Custom, Excise & Service Tax Tribunal
Badrika Motors (P) Ltd vs C.C.C.Ex. & S. Tax, Bhopal on 27 November, 2013
CUSTOMS EXCISE & SERVICE TAX APPELLATE TRIBUNAL, West Block No.2, R.K.Puram, New Delhi COURT-I Date of hearing/decision: 27.11.2013 Service Tax Appeal No.1753 of 2012-SM Arising out of the Order in appeal No.64/BPL/2012, dated 28.3.2012 passed by the Commissioner (Appeals), Central Excise & Service Tax, Bhopal. For Approval and Signature: Honble Mr. Justice G. Raghuram, President 1 Whether Press Reporter may be allowed to see the Order for publication as per Rule 26 of the CESTAT (Procedure) Rules, 1982? 2 Whether it should be released under Rule 26 of CESTAT (Procedure) Rules, 1982 for publication in any authoritative report or not? 3 Whether their Lordships wish to see the fair copy of the Order? 4 Whether Order is to be circulated to the Departmental authorities? Badrika Motors (P) Ltd. .. Appellant Vs. C.C.C.Ex. & S. Tax, Bhopal .. Respondent
Appearance:
Present Ms. Asmita A. Nayak with Shri Ranjeet K. Ranjan, Advocates for the appellants Present Shri Sanjay Jain, A.R. for the respondent Coram: Honble Mr. Justice G.Raghuram, President Final Order No. 58380/2013 Per Justice G. Raghuram:
Heard Ms. Asmita A. Nayak, ld. Counsel for the appellant and Shri Sanjay Jain, ld. A.R. for the responden/Revenue.

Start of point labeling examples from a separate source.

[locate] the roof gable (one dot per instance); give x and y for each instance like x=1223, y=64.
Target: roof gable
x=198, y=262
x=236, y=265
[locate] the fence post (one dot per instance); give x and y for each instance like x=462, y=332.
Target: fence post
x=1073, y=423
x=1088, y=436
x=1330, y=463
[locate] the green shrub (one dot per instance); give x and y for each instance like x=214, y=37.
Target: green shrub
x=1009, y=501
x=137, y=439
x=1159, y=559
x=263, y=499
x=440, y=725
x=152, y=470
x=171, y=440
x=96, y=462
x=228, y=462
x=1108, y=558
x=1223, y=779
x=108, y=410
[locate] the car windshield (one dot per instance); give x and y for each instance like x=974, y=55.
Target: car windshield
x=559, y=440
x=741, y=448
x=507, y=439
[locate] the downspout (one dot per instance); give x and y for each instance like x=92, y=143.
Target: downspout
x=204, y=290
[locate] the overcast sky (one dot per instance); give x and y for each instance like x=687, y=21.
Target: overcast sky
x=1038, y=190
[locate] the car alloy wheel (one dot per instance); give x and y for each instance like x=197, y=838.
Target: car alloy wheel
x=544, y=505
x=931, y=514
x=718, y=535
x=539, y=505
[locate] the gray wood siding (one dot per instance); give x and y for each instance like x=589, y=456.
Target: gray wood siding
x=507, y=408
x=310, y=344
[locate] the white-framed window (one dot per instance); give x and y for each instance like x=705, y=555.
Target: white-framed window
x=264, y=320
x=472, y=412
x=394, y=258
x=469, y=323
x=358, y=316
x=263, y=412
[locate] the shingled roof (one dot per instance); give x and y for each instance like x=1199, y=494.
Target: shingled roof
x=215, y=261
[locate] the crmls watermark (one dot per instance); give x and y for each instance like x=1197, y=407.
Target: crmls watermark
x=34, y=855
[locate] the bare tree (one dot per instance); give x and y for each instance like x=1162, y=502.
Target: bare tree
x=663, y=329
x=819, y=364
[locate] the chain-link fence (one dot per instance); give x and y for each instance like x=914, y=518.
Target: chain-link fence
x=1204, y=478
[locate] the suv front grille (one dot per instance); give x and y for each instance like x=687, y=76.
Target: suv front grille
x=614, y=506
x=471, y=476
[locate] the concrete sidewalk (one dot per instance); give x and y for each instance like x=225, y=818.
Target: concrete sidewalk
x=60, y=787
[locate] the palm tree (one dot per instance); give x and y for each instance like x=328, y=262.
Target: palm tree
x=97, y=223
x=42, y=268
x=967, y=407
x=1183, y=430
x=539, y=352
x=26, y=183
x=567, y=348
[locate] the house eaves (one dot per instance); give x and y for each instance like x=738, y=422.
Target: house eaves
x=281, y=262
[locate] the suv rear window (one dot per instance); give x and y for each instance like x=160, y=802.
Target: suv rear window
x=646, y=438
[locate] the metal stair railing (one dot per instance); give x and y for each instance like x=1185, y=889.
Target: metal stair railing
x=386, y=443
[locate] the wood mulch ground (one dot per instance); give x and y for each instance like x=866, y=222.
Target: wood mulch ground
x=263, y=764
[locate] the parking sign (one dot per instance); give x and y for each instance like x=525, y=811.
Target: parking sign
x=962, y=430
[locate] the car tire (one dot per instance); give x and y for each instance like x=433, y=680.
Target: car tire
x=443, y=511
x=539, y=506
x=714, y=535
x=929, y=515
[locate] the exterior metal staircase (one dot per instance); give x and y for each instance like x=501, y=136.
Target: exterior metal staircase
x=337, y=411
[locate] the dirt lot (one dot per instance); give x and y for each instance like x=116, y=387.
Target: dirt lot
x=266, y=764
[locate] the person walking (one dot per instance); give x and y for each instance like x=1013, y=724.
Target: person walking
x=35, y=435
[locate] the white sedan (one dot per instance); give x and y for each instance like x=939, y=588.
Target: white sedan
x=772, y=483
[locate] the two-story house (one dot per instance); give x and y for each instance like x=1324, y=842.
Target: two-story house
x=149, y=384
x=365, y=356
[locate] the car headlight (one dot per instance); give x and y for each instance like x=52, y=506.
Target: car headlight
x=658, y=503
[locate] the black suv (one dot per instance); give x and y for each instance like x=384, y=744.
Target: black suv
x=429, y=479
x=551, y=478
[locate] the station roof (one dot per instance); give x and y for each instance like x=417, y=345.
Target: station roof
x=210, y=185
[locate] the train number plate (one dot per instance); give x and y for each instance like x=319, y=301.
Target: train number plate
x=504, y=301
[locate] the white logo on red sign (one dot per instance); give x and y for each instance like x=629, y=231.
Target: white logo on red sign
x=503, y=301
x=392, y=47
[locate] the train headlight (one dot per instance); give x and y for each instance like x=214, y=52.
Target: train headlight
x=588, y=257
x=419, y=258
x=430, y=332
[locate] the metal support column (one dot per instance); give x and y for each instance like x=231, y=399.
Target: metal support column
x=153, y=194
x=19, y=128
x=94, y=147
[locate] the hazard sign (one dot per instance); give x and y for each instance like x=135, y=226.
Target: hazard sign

2. The Assistant Commissioner, Customs & Central Excise, Satna passed the Order-in-Original dated 23.8.2011 disallowing cenvat credit of Rs.2,77,188/- and Rs.54,062/- and directed recovery along with interest and penalty of Rs.3,31,250/- under Section 78 of the Act. The disallowance of cenvat credit as specified was pursuant to two show cause notices 22.1.2010 and 18.10.2010. The period in issue is 2006-07 to August, 2009. The appellant is a dealer which entered into a dealership agreement with Hero Honda Motors Limited for marketing and distribution; sales; service and vending spare parts of two wheelers manufactured by Hero Honda Motors Limited. The dealership agreement, inter-alia obligates the appellant to promote, develop and maintain sales of products and parts and service of Hero Honda Motors Limited. The two wheelers and spare parts were transported by the company to the appellants business premises by goods transport vehicle. On the remittances made to the goods transport agencies towards transport charges, the appellant remitted the service tax under the taxable Goods Transport Agency service, under the reverse charge mechanism enjoined in Section 66A of the Act. The appellant availed cenvat credit on the service tax remitted for GTA, in respect of the tax remittable for having provided the Business Auxiliary Service to M/s Hero Honda Motors Limited, by way of sales and service of the latters products. The adjudicating authority disallowed the cenvat credit availed on the ground that the taxable Authorised Service Station and Business Auxiliary Service provided by the appellant have no nexus with the remittances made for the goods transport agency service provided to the appellant for transport of new two wheelers from Hero Honda Motors Limited factory to the show room; that there was no possibility of verifying whether all the new vehicles sold by the appellant would invariably come to the appellants authorized service station for servicing; and that some of the vehicles services by the appellant would also comprise those sold by some other dealers. The appellate authority rejected the appellants claim substantially for the same reason as recorded by the primary authority.
3. Rule 2(l) of the Cenvat Credit Rules, 2004 defines input service as meaning any service used by a provider of taxable service for providing an output service. In terms of the agreement between the appellant and Hero Honda Motors Limited, the appellant is required not only to engage itself in the sales of products and spares but to service the two wheelers as well. It is axiomatic that no precise or mathematical correlation is required between the input and output services. It cannot be disputed that the appellant does service two wheelers manufactured by the Company and that the tax on GTA service was remitted for the transport of two wheelers and spares from the manufacturer to the appellants show room.
4. In my considered view this is a sufficient and a proximate nexus for availment of cenvat credit earned on remittances of tax on GTA services, for utilization in its output service as authorized service station and provider of BAS. An identical view was taken by this Tribunal in Sri Venkanna Motors Pvt. Ltd. vs. Asstt.Commr. of C. Ex. & S.T., Hyderabad 2009 (16) STR 34 (Tri-Bang.) and C.C.E., Tirupathi vs. Shariff Motors 2010 (18) STR 64 (Tri-Bang.).
5 On the aforesaid analyses, the adjudication order dated 23.8.2011 as confirmed by the Commissioner (Appeals), Bhopal dated 28.3.2012 cannot be sustained and is accordingly quashed. The appeal is allowed but in the circumstances without costs.